If you have cause to worry about security holes in SSH, you should not rely on port knocking to protect you.
That does not follow. Making a service unavailable to an attacker is an excellent way to prevent it from being attacked. And ssh may have holes in it, it was written by people, people make mistakes and there have been holes in it in the past.
Adding a port knocking in front of your ssh server do not make the service unavailable to attackers. At best it deter some attackers, based on the same principal that some store owners puts up a cardboard box painted to look like a video camera. If the added "security" prevents most onlookers and casually would-be-attackers, then the cardboard box is indeed an excellent way to prevent the store from being attacked.

It is still however a cardboard box with paint on it. The effectiveness disappear the second criminals bother to test the illusion. What I then wonder is, did the store owner trust the cardboard box effect to the degree of not installing a proper door, lock and alarm?

Unfortunately OpenSSH doesn't give you that much control over logging. In my setup I'd like to log successful logins as well as failed login attempts for users that exist, excluding root because logins for root are disabled. This would keep all the scripted (and wholly inneffectual) break-in attempts from flooding the logs while allowing the sysadmin to keep an eye on the more interesting events.

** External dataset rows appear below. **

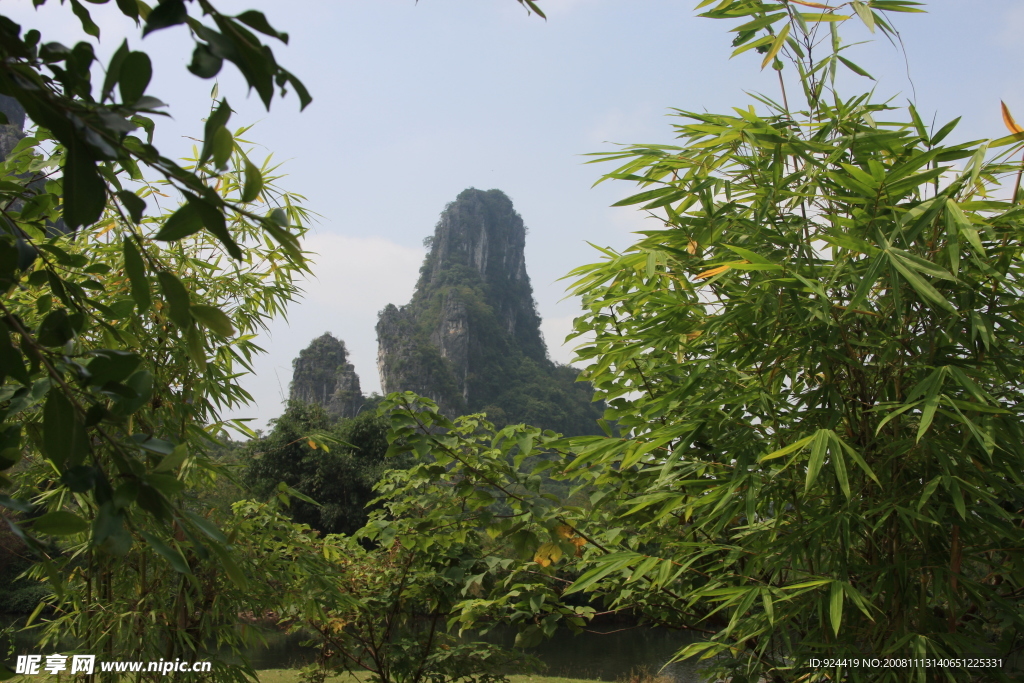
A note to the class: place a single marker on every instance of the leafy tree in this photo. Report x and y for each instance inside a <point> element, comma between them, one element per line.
<point>117,354</point>
<point>336,465</point>
<point>816,368</point>
<point>817,361</point>
<point>136,559</point>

I don't use port knocking, nor do I run sshd on a nonstandard port, but I perfectly understand the people who do that just to keep the log spam down.

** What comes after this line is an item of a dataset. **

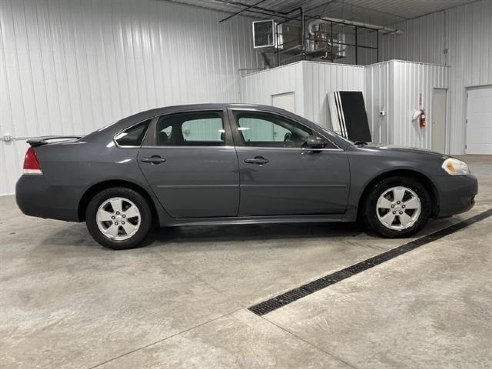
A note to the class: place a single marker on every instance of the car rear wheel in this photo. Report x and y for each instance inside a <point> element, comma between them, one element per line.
<point>397,207</point>
<point>119,218</point>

The sequence of ports becomes a key. I don't think the principle is violated.

What I think is that you should disable password authentication anyway, and adding port knocking to a ssh server that doesn't accept passwords is equivalent to adding a thin wood plank to a 20" steel door with an state of the art lock.

But the sequence can be found by sniffing the network connection. Unlike the ssh passwords, which aren't ever transmitted in plain text.
> The sequence of ports becomes a key.

Yes, I agree completely. Which is why it buys you nothing compared to simply increasing your password/key lengths with the equivalent number of bits. On the contrary, it introduces confusing complexity for oneself and one’s fellows. Maybe this is what unconscionable people call “Job security”?

> equivalent to adding a thin wood plank

It is less like a thin wooden plank and more like a hedge maze which all legitimate users also must traverse each time. And all the hedges are made of asbestos.

Reason by analogy much? Layered security and out of band. Flaw in ssh? Still have another speed bump in the attack vector.
Not only is port knocking just adding a key that gives you nothing over a longer password or actual ssh key, but it's also a key that you send in plaintext over public networks every time you connect.